Good luck with that one. You can try cloning background around the outer subjects, but that will be very difficult around such edges. Making the group a selection will help, so that you can clone around them without any effect on the actual group. Of course, if you are selecting the outer subjects anyway, you could just go the whole hog and select the whole group, cut them out, then place them on a clean background. Either way, you will need to be careful with the shadows to keep it looking real.
I have to ask, but why did you shoot it that way in the first place? It must have been pretty obvious that they were well off the background on both sides. As usual, the answer is to shoot it right and not just think "it doesn't matter, I can fix it in post later".
You could have unhooked the background roll and stood it on end at one side of the room, then run it across the whole width of the room. It is wide enough to still give enough height as a background. You would need to tear some off one end, to place on the floor of course. By curling up the back of the piece on the floor you would minimise the post work to just needing to blend out the join between the papers.

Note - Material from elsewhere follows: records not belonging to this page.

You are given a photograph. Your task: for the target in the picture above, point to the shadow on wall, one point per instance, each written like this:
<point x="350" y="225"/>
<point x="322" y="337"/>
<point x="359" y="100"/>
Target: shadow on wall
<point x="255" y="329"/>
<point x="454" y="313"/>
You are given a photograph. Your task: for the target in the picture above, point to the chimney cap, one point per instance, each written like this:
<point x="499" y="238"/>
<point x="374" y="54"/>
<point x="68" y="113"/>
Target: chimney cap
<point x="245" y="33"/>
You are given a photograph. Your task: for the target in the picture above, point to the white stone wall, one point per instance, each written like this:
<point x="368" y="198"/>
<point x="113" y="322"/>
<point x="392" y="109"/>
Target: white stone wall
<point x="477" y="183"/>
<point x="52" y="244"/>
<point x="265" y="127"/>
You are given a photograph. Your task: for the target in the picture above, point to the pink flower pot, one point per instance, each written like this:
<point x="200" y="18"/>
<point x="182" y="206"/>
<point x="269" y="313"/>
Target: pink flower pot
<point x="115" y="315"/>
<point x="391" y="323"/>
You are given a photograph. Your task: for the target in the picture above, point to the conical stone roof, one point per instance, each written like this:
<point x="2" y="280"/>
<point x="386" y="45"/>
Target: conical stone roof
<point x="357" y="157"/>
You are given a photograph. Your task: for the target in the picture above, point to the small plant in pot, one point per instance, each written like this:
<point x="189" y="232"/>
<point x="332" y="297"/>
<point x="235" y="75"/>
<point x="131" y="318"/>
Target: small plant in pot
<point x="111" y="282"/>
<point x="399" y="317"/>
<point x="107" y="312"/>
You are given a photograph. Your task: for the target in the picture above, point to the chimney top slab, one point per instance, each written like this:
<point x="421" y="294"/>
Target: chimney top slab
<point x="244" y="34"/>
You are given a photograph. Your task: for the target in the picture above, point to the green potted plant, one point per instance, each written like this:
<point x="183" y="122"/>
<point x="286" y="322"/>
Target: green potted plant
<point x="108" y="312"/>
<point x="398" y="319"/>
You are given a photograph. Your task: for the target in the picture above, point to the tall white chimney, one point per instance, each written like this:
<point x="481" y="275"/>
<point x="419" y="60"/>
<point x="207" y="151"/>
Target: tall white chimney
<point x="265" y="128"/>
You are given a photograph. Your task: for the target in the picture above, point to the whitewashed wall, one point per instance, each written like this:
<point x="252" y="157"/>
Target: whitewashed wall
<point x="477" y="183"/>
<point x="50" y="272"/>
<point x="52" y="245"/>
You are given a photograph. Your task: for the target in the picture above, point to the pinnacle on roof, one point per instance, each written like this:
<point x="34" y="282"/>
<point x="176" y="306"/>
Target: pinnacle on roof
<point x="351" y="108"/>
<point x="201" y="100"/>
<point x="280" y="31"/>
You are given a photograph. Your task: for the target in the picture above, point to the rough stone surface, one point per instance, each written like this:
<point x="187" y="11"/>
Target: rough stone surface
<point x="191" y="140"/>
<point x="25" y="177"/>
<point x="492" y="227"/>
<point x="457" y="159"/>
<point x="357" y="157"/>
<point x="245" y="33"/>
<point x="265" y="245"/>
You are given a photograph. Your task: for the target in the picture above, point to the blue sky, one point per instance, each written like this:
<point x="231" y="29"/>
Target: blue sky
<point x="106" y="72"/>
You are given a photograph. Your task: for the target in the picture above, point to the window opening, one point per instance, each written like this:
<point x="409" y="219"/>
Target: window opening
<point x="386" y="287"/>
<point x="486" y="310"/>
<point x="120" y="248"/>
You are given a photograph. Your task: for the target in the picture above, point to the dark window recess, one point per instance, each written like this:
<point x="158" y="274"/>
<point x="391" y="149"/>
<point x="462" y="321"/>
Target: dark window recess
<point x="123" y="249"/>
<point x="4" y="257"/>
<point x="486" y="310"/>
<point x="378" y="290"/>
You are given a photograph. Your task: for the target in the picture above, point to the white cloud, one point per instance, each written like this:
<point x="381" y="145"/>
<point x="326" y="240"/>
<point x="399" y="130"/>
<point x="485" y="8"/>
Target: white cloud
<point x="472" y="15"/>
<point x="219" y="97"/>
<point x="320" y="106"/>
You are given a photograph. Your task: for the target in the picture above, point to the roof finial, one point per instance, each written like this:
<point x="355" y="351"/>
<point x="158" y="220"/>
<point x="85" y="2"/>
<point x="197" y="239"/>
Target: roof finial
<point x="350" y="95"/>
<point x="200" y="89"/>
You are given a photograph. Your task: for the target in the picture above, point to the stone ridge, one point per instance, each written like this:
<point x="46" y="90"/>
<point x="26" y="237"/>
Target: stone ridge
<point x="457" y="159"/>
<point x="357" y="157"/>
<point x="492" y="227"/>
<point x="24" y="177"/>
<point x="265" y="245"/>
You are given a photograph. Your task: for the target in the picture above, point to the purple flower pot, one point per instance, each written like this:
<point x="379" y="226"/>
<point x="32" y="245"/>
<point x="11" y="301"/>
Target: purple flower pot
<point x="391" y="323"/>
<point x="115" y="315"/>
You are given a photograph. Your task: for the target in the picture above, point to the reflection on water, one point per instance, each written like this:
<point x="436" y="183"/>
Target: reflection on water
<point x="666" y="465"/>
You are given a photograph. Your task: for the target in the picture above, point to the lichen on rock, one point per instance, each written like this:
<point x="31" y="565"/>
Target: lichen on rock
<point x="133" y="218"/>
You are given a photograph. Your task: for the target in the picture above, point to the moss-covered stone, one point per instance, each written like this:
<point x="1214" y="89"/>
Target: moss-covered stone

Or take a length and hang it vertically alongside the background stands you were using. Again you will have a join to clone out, it just comes down to which method is easier to hold the papers with.
Another method, if you couldn't do that with the background roll, would have been to take shots of the half the group at a time, so they would fit on the roll as it stands. Then simply take the two shots and combine them in post. You would need to select around the edges of the groups in order to layer one over the other slightly whilst keeping the background behind both, but it would be a much simpler job than you are left with now.
I know that such suggestions for shooting are too late for this shot, but may give you some thoughts for next time you have such a large group. It may be worth purchasing a large fabric background that can cover the extra width, whilst still giving enough for the floor, all in one piece. That would save any messing about both in setting up the shot and in post processing.